Like the annual showing of It’s a Wonderful Life on TV, shortages of hot-selling gadgets and toys have become a commercial rite of the Christmas season. Last year video-game junkies scrambled to find Nintendo Co. ’s DS portable game player. This year they are chasing Microsoft Corp. ’s Xbox 360 game console, which began vanishing from store shelves immediately after the product’s release on the Tuesday before Thanksgiving.

While shoppers find it frustrating, scarcity — especially in the first days of a product’s release — can amplify its success by generating buzz, marketing experts say.

“For the Xbox it would have been terrible to have that thing in stock. It would have been a marketing disaster,” says Peter Sealey, an adjunct professor at the Haas School of Business at the University of California, Berkeley, and a former Coca-Cola Co. marketing executive. Consumers expect to have to fight for hot products, he argues. “Shortages create a whole mystique of desirability.”

Manufacturers of popular toys and electronics have long been accused of whipping up shopping frenzies by deliberately rationing product supplies. But Apple and Microsoft insist they have done nothing of the kind with the iPod and the Xbox 360.

“We’re shipping every [iPod ] we make, but it’s still not meeting demand,” Apple spokesman Katie Cotton says.

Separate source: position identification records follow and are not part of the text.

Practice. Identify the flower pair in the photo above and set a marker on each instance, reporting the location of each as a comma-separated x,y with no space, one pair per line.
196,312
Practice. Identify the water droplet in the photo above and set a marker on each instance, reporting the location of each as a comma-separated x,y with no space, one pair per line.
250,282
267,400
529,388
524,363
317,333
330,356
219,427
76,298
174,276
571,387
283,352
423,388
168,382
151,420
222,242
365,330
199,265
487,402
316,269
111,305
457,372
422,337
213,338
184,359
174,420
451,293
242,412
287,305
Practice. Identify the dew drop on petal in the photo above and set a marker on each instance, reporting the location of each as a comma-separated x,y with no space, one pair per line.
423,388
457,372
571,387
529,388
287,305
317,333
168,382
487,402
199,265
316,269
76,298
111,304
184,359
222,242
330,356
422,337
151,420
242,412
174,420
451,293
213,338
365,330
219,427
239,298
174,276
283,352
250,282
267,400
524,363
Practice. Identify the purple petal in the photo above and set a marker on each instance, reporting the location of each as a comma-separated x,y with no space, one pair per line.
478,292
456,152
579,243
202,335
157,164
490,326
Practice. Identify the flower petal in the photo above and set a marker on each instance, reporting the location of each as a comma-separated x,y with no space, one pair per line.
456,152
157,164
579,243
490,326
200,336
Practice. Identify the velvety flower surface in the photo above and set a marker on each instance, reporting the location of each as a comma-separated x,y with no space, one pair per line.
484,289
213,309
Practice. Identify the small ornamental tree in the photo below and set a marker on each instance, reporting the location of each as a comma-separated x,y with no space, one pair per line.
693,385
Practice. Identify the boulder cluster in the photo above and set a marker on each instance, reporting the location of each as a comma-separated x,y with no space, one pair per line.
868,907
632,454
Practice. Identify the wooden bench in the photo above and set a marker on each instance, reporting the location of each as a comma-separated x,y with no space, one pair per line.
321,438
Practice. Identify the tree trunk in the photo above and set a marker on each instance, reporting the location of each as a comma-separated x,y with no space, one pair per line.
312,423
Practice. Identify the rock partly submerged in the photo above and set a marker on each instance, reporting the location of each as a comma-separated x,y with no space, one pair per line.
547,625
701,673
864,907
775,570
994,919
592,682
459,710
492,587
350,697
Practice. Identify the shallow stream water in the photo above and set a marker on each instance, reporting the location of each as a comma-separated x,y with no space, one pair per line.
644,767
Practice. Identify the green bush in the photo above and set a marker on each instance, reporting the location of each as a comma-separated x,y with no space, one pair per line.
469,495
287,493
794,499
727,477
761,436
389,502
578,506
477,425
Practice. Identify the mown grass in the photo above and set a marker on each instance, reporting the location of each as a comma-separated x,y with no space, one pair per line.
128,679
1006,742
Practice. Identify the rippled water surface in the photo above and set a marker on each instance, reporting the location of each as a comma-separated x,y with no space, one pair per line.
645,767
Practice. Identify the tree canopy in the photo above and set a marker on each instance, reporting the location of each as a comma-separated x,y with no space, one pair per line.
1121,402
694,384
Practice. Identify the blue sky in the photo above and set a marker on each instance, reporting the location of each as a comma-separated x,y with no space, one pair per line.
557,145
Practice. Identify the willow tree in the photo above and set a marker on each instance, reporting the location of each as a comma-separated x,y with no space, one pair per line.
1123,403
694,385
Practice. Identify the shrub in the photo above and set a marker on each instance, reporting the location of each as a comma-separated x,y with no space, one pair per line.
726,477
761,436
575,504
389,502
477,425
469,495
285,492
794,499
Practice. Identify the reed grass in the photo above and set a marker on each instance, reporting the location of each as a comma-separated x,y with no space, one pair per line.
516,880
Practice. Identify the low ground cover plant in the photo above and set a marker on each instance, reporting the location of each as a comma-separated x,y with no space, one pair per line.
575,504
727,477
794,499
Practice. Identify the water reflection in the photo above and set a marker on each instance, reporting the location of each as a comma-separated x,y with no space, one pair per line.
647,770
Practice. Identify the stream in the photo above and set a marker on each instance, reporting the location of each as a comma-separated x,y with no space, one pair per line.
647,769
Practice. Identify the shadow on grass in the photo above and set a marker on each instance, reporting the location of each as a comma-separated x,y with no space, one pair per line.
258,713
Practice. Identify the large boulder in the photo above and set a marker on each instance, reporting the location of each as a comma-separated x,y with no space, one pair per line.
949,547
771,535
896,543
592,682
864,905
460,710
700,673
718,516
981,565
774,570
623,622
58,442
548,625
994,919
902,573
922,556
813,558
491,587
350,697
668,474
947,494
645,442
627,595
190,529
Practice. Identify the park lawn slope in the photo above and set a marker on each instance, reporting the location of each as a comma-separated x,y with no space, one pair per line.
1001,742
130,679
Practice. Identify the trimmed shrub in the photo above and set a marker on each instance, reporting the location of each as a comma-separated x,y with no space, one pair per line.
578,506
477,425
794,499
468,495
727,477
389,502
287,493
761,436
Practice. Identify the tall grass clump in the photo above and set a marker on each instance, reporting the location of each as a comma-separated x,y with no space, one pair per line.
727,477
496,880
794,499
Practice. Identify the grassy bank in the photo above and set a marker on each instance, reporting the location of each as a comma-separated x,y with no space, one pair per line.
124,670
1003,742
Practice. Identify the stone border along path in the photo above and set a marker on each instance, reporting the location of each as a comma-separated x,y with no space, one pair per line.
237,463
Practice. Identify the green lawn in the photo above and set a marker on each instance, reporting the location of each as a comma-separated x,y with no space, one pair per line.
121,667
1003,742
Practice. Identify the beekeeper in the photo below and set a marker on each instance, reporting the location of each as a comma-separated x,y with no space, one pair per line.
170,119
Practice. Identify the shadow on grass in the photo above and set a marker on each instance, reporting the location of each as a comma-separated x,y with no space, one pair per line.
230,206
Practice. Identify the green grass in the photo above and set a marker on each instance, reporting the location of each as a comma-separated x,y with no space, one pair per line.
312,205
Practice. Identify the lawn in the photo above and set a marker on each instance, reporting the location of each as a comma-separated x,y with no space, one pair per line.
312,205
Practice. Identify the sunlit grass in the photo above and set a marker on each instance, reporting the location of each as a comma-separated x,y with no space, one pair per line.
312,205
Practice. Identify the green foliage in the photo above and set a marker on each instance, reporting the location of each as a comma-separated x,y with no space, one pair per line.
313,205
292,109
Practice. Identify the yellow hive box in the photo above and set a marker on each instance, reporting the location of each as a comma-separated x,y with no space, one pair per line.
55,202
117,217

“No one has designed it to be this way,” Molly O’Donnell of Microsoft says of Xbox 360 shortages.

Some consumers remain skeptical.

Karen Connolly of Scituate, Mass., tried to place an advance order for the new Xbox more than two weeks ago on Circuit City Stores Inc. ’s Web site. But her order arrived too late to get the game player in time for Christmas

“Santa can’t always get things, either,” she says she had to tell her 9-year-old son.

“From a marketing standpoint, it’s brilliant,” she says. “But from a parent’s standpoint, it’s annoying.”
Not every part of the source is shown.